Materials In Extreme Environments (MEDE) Data Science Integration: MEDE Data Science Cloud, version 1

David C. Elbert*,1, Nicholas S. Carey2, Aavik Pakrasi and Tamás Budavári3, 2, 4 **
, 1. Department of Earth and Planetary Sciences, 2. Department of Computer Science, 3. Department of Applied Mathematics and Statistics, 4. Hopkins Extreme Materials Institute. Johns Hopkins University, Baltimore, MD 21218

Poster

The first five years of the Materials Genome Initiative (MGI) has been marked by significant advances in access to research data across the materials domain. In addition, there is broad recognition that materials sciences and engineering is confronting issues of rapidly expanding data scale and scope. Such Big Data come from advances on many fronts including: instrumentation capable of acquisition with shorter time scales, higher resolution, and higher dimensionality; computing power and approaches facilitating larger, faster simulations; and processing control allowing tighter regulation and opportunities to produce more refined materials at lower costs.

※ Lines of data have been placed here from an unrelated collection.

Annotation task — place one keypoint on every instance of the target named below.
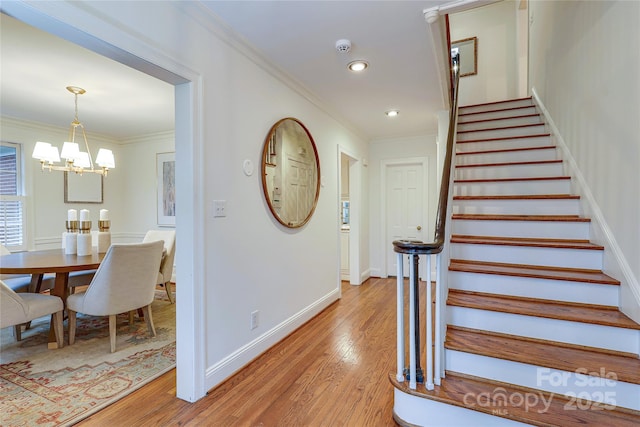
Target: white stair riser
(503, 144)
(495, 106)
(500, 133)
(507, 156)
(558, 290)
(510, 171)
(598, 387)
(417, 411)
(465, 118)
(518, 207)
(586, 334)
(551, 186)
(533, 229)
(551, 257)
(498, 123)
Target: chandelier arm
(86, 144)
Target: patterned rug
(42, 387)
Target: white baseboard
(615, 263)
(226, 367)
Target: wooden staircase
(534, 334)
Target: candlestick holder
(69, 237)
(84, 238)
(104, 236)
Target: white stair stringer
(579, 384)
(577, 333)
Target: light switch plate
(219, 208)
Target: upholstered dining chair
(124, 281)
(166, 266)
(18, 309)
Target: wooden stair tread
(531, 242)
(523, 116)
(501, 128)
(482, 165)
(534, 178)
(506, 150)
(464, 390)
(486, 104)
(491, 217)
(503, 138)
(520, 197)
(533, 271)
(574, 312)
(539, 352)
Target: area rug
(42, 387)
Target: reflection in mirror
(468, 50)
(290, 173)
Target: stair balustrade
(434, 325)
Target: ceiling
(297, 37)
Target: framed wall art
(166, 183)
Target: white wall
(495, 27)
(380, 151)
(584, 66)
(245, 261)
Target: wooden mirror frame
(274, 164)
(468, 49)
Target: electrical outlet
(219, 208)
(254, 319)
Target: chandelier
(75, 160)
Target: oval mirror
(290, 173)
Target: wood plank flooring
(333, 371)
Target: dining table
(40, 262)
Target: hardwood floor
(333, 371)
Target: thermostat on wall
(247, 166)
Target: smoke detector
(343, 46)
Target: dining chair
(124, 281)
(22, 282)
(18, 309)
(166, 266)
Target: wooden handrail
(436, 246)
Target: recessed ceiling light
(358, 65)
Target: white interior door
(298, 200)
(405, 209)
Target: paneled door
(405, 209)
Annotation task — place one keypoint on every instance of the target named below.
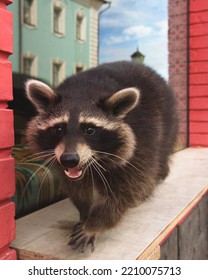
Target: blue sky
(132, 23)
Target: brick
(6, 80)
(198, 5)
(199, 29)
(198, 116)
(7, 223)
(198, 127)
(6, 30)
(198, 140)
(198, 91)
(7, 178)
(199, 54)
(7, 131)
(198, 67)
(177, 7)
(198, 103)
(8, 254)
(198, 17)
(199, 79)
(199, 42)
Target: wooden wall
(178, 63)
(7, 175)
(198, 81)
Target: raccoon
(112, 129)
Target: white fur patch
(53, 121)
(99, 122)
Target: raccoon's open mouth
(74, 173)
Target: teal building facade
(54, 39)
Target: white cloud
(137, 31)
(129, 24)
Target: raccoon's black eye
(58, 130)
(89, 130)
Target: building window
(80, 25)
(29, 12)
(29, 65)
(58, 18)
(79, 68)
(58, 72)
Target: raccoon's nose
(69, 160)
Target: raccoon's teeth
(73, 173)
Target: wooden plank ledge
(44, 234)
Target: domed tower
(137, 56)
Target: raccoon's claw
(80, 239)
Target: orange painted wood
(6, 40)
(8, 254)
(7, 223)
(7, 130)
(7, 175)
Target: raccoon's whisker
(37, 156)
(102, 176)
(93, 182)
(94, 158)
(43, 166)
(50, 164)
(118, 157)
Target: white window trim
(34, 14)
(34, 69)
(59, 4)
(83, 30)
(62, 74)
(79, 65)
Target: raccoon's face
(82, 137)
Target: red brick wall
(7, 175)
(198, 89)
(178, 62)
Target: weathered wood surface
(189, 240)
(44, 234)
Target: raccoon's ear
(122, 102)
(40, 94)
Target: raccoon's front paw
(81, 238)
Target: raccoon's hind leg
(104, 215)
(82, 198)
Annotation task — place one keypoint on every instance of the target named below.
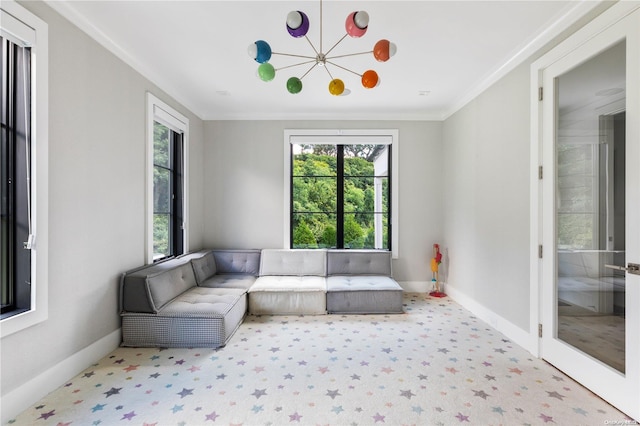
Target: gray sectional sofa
(200, 299)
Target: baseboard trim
(527, 340)
(415, 286)
(21, 398)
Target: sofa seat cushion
(240, 281)
(288, 295)
(289, 283)
(363, 295)
(361, 283)
(358, 262)
(200, 317)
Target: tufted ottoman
(360, 282)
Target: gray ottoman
(360, 282)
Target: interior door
(590, 289)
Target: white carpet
(434, 365)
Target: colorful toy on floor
(436, 260)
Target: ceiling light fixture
(298, 25)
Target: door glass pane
(590, 207)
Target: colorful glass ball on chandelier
(260, 51)
(336, 87)
(370, 79)
(294, 85)
(266, 72)
(297, 23)
(383, 50)
(357, 23)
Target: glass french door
(591, 220)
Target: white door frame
(541, 158)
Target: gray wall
(486, 203)
(97, 145)
(244, 190)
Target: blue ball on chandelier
(357, 24)
(297, 23)
(260, 51)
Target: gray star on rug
(184, 392)
(408, 394)
(482, 394)
(556, 395)
(112, 391)
(333, 394)
(259, 392)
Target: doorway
(588, 204)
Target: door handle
(632, 268)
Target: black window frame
(15, 180)
(340, 210)
(175, 169)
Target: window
(167, 145)
(23, 169)
(340, 189)
(15, 153)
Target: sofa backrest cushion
(359, 262)
(293, 262)
(238, 261)
(168, 285)
(134, 289)
(204, 267)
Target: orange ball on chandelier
(297, 25)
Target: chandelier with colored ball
(298, 26)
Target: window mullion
(340, 197)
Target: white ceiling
(197, 52)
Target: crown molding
(579, 10)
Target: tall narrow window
(168, 137)
(167, 192)
(24, 169)
(15, 188)
(340, 196)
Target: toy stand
(435, 261)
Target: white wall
(486, 191)
(244, 186)
(96, 203)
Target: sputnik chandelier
(298, 26)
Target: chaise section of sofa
(360, 282)
(291, 281)
(162, 306)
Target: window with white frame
(340, 187)
(24, 169)
(166, 181)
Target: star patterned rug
(436, 364)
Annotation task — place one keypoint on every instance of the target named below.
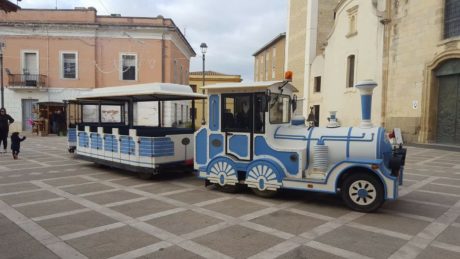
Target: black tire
(362, 192)
(228, 188)
(264, 194)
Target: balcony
(26, 81)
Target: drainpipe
(163, 74)
(386, 21)
(366, 88)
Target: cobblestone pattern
(53, 206)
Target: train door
(238, 125)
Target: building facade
(211, 77)
(308, 26)
(410, 48)
(269, 60)
(53, 55)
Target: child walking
(16, 144)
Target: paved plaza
(54, 206)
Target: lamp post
(204, 48)
(1, 74)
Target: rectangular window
(90, 113)
(350, 71)
(273, 63)
(69, 65)
(256, 70)
(280, 109)
(129, 66)
(317, 86)
(111, 113)
(451, 18)
(175, 72)
(266, 66)
(316, 113)
(175, 115)
(236, 113)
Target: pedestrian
(16, 144)
(5, 121)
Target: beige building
(53, 55)
(309, 24)
(410, 48)
(211, 77)
(269, 60)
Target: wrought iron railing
(26, 80)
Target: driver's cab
(237, 114)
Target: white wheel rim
(362, 192)
(222, 170)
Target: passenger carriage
(252, 139)
(141, 128)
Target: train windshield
(280, 109)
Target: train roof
(251, 85)
(143, 92)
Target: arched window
(451, 18)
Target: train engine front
(250, 139)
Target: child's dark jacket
(16, 141)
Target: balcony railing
(26, 81)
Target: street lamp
(1, 74)
(204, 48)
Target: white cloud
(233, 30)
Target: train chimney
(366, 88)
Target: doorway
(29, 111)
(448, 117)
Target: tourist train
(252, 139)
(141, 128)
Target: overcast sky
(232, 29)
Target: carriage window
(90, 113)
(260, 107)
(280, 109)
(111, 113)
(236, 113)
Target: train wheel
(362, 192)
(262, 178)
(222, 172)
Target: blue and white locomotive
(251, 139)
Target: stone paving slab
(55, 206)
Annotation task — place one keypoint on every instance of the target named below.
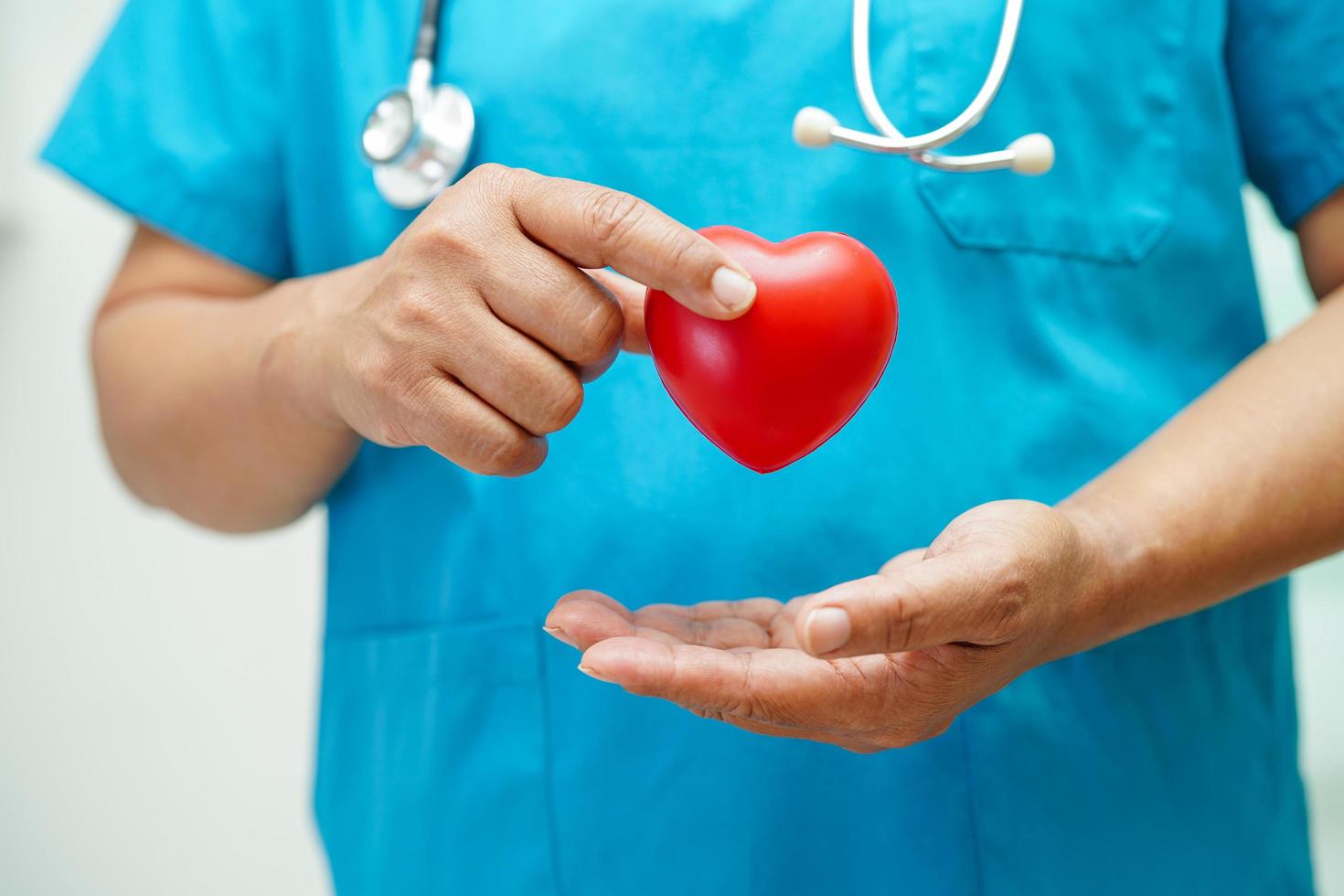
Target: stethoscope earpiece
(1029, 155)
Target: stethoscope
(417, 139)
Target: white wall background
(157, 684)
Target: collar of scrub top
(1029, 155)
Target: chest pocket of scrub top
(1104, 80)
(432, 761)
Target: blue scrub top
(1047, 326)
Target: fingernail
(558, 633)
(593, 675)
(827, 630)
(732, 289)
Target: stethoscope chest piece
(418, 152)
(418, 137)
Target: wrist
(302, 360)
(1113, 560)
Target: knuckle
(565, 404)
(491, 176)
(609, 214)
(391, 429)
(508, 455)
(901, 613)
(1009, 598)
(600, 332)
(677, 249)
(414, 311)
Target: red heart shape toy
(772, 386)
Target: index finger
(598, 228)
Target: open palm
(934, 632)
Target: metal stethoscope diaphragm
(418, 137)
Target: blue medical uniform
(1047, 326)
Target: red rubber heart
(772, 386)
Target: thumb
(631, 294)
(914, 607)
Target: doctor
(1054, 692)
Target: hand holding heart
(883, 661)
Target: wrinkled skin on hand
(934, 632)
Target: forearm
(1241, 488)
(197, 410)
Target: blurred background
(157, 683)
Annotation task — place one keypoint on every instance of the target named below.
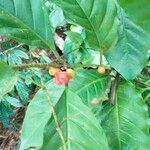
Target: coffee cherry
(71, 72)
(101, 70)
(62, 77)
(53, 70)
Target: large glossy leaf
(129, 55)
(26, 21)
(127, 123)
(139, 12)
(37, 116)
(80, 128)
(98, 17)
(89, 84)
(7, 79)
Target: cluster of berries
(61, 76)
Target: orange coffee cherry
(53, 71)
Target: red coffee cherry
(62, 77)
(71, 72)
(53, 70)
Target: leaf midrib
(89, 22)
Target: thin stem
(101, 56)
(114, 89)
(147, 97)
(6, 51)
(38, 65)
(47, 65)
(34, 82)
(58, 129)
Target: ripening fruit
(71, 72)
(62, 77)
(101, 70)
(53, 70)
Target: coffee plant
(81, 70)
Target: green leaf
(15, 56)
(13, 101)
(75, 37)
(22, 90)
(80, 128)
(5, 112)
(89, 84)
(127, 123)
(7, 79)
(37, 115)
(129, 55)
(139, 12)
(98, 17)
(27, 22)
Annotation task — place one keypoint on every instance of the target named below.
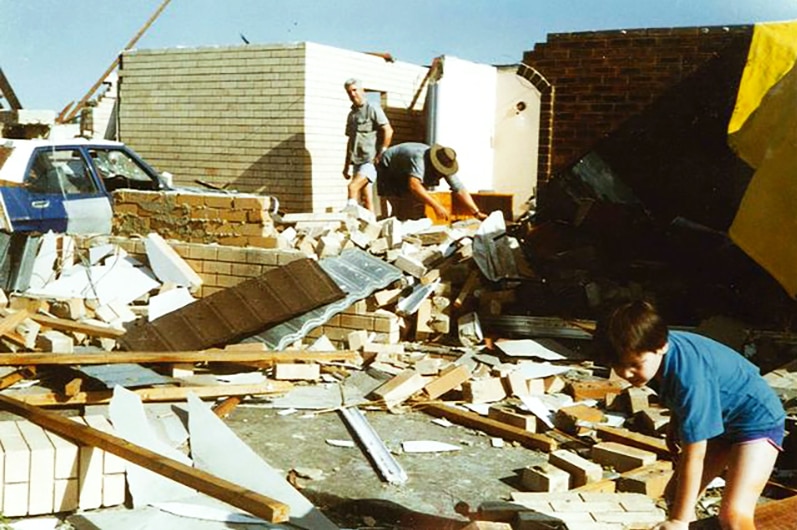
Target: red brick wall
(601, 78)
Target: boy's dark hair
(629, 328)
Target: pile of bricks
(43, 473)
(197, 217)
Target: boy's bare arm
(689, 476)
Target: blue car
(65, 186)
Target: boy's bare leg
(750, 465)
(367, 196)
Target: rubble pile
(396, 310)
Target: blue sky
(53, 51)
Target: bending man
(415, 167)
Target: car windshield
(61, 171)
(114, 163)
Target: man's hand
(672, 524)
(440, 212)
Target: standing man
(414, 167)
(367, 127)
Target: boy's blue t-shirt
(713, 390)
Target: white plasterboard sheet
(168, 265)
(217, 450)
(427, 446)
(131, 423)
(532, 370)
(528, 348)
(108, 283)
(168, 301)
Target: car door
(61, 194)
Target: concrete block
(581, 470)
(545, 477)
(167, 264)
(649, 480)
(297, 371)
(41, 480)
(620, 456)
(484, 390)
(577, 418)
(401, 387)
(449, 379)
(527, 422)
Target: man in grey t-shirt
(412, 168)
(366, 126)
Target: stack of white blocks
(43, 473)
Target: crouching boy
(727, 418)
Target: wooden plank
(63, 324)
(152, 394)
(491, 427)
(634, 439)
(240, 497)
(228, 356)
(11, 321)
(26, 372)
(777, 515)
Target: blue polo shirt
(713, 390)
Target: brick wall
(257, 118)
(227, 219)
(599, 79)
(219, 266)
(231, 116)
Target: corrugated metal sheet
(238, 312)
(357, 273)
(126, 375)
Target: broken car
(66, 186)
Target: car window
(113, 163)
(60, 171)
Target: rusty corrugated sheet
(232, 314)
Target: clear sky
(53, 51)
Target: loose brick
(582, 471)
(621, 457)
(545, 477)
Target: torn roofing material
(232, 314)
(357, 273)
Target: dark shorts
(774, 435)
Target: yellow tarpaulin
(763, 132)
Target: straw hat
(444, 160)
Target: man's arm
(466, 199)
(384, 137)
(419, 192)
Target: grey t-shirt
(362, 126)
(401, 161)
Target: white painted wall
(326, 107)
(517, 137)
(462, 116)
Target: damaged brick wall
(267, 119)
(227, 219)
(220, 267)
(601, 78)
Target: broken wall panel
(602, 78)
(674, 156)
(220, 318)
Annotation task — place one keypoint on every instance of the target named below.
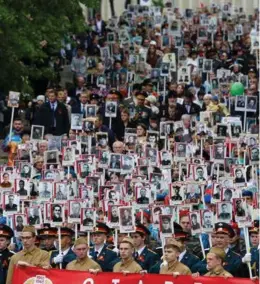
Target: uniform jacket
(67, 258)
(105, 259)
(147, 259)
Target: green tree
(30, 32)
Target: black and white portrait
(51, 157)
(165, 68)
(239, 174)
(180, 150)
(88, 218)
(102, 139)
(251, 103)
(219, 151)
(195, 222)
(240, 103)
(45, 190)
(13, 99)
(26, 170)
(207, 65)
(115, 162)
(110, 109)
(166, 224)
(37, 132)
(57, 213)
(74, 209)
(207, 220)
(11, 203)
(126, 219)
(34, 215)
(91, 110)
(76, 121)
(224, 212)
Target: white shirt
(182, 255)
(99, 250)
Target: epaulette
(109, 249)
(152, 251)
(235, 253)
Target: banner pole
(59, 239)
(202, 247)
(248, 250)
(11, 124)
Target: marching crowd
(150, 162)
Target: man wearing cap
(185, 257)
(173, 266)
(83, 262)
(48, 235)
(142, 113)
(100, 252)
(30, 255)
(6, 233)
(66, 255)
(215, 260)
(143, 256)
(232, 261)
(127, 263)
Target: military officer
(48, 237)
(233, 262)
(127, 263)
(66, 255)
(30, 255)
(173, 266)
(143, 256)
(100, 252)
(6, 233)
(215, 259)
(142, 113)
(185, 257)
(83, 262)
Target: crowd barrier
(34, 275)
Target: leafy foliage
(30, 32)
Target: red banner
(33, 275)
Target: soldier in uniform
(6, 233)
(127, 263)
(143, 256)
(30, 255)
(142, 113)
(83, 262)
(66, 255)
(100, 252)
(185, 257)
(215, 259)
(48, 237)
(233, 262)
(173, 266)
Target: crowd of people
(150, 162)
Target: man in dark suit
(143, 199)
(53, 115)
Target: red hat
(183, 213)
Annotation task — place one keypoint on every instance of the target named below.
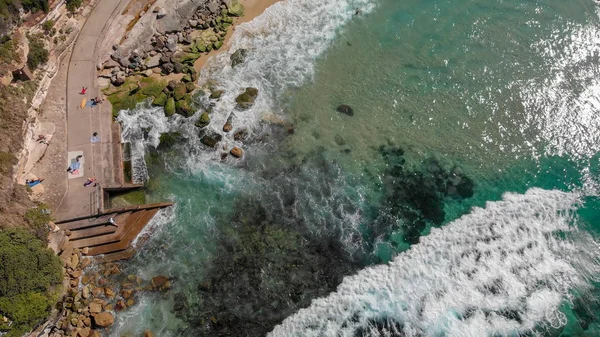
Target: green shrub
(35, 5)
(7, 51)
(25, 311)
(47, 26)
(7, 161)
(38, 54)
(28, 273)
(72, 5)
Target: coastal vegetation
(30, 275)
(10, 15)
(73, 5)
(38, 54)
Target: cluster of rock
(92, 297)
(170, 52)
(176, 97)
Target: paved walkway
(101, 159)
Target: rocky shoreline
(164, 69)
(94, 293)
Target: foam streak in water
(498, 270)
(282, 43)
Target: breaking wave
(500, 270)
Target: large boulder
(211, 140)
(247, 98)
(237, 152)
(216, 94)
(203, 121)
(170, 107)
(161, 100)
(104, 319)
(154, 61)
(184, 107)
(234, 7)
(183, 57)
(180, 91)
(239, 56)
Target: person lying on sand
(32, 182)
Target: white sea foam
(563, 106)
(499, 270)
(283, 44)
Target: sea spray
(563, 103)
(282, 45)
(500, 270)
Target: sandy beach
(252, 9)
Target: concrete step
(86, 223)
(110, 237)
(101, 230)
(132, 231)
(122, 255)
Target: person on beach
(95, 138)
(32, 182)
(74, 167)
(42, 139)
(89, 182)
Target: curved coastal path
(101, 160)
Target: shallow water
(461, 195)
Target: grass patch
(7, 161)
(127, 171)
(38, 219)
(129, 94)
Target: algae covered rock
(203, 121)
(239, 56)
(237, 152)
(216, 94)
(161, 100)
(180, 91)
(235, 8)
(183, 57)
(247, 98)
(184, 107)
(190, 86)
(170, 107)
(211, 140)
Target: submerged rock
(238, 57)
(216, 94)
(237, 152)
(211, 140)
(161, 100)
(345, 109)
(104, 319)
(247, 98)
(184, 107)
(235, 8)
(203, 121)
(170, 107)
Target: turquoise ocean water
(460, 199)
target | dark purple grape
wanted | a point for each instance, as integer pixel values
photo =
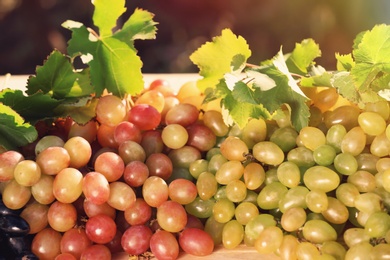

At Hopkins we’ve developed the Materials in Extreme Dynamic Environments Data Science Cloud (MEDE-DSC) to address the need for robust, sustainable data-science tools in the materials domain. The MEDE-DSC combines computing infrastructure with collaborative integration into the materials design loop. The focus of the project aligns with MGI strategic goals to facilitate access to materials data; to build data science skills in the materials domain; and to create tools that help materials scientists link experiments, computation, and theory. This focus guides the project commitment to bring data science tools to materials domain researchers where domain knowledge and expertise guide meaningful materials research.

MEDE-DSC infrastructure is built on the SciServer platform. SciServer, an NSF Data Infrastructure Building Block (DIBB) center, combines core components for Big Data storage and computation to bring the computation to the data. In our implementation we focus on delivering materials science tools in a simple, robust package. The computing environment utilizes preloaded Docker containers built on the SciServer virtual machine, Linux architecture. Materials scientists and engineers access computing tools and data through a versatile, expandable Jupyter Notebook architecture. The combination of containers and notebooks brings power, consistency and clarity while moving towards reproducible, narrated computation. Ultimately, our hope is that MEDE-DSC’s Big Data tools provide materials scientists the opportunity to design a new class of research that fully utilizes modern instrumentation and simulation capabilities.

* Contact info: elbert@jhu.edu

**We want to acknowledge the SciServer team at Johns Hopkins, especially Gerard Lemson, Mitya Medvedev, Manu Popp, Mike Rippin, and Alex Szalay for their help and responsiveness. MEDE-DSC development is sponsored by the Army Research Laboratory Cooperative Agreement Number W911NF-12-2-0022.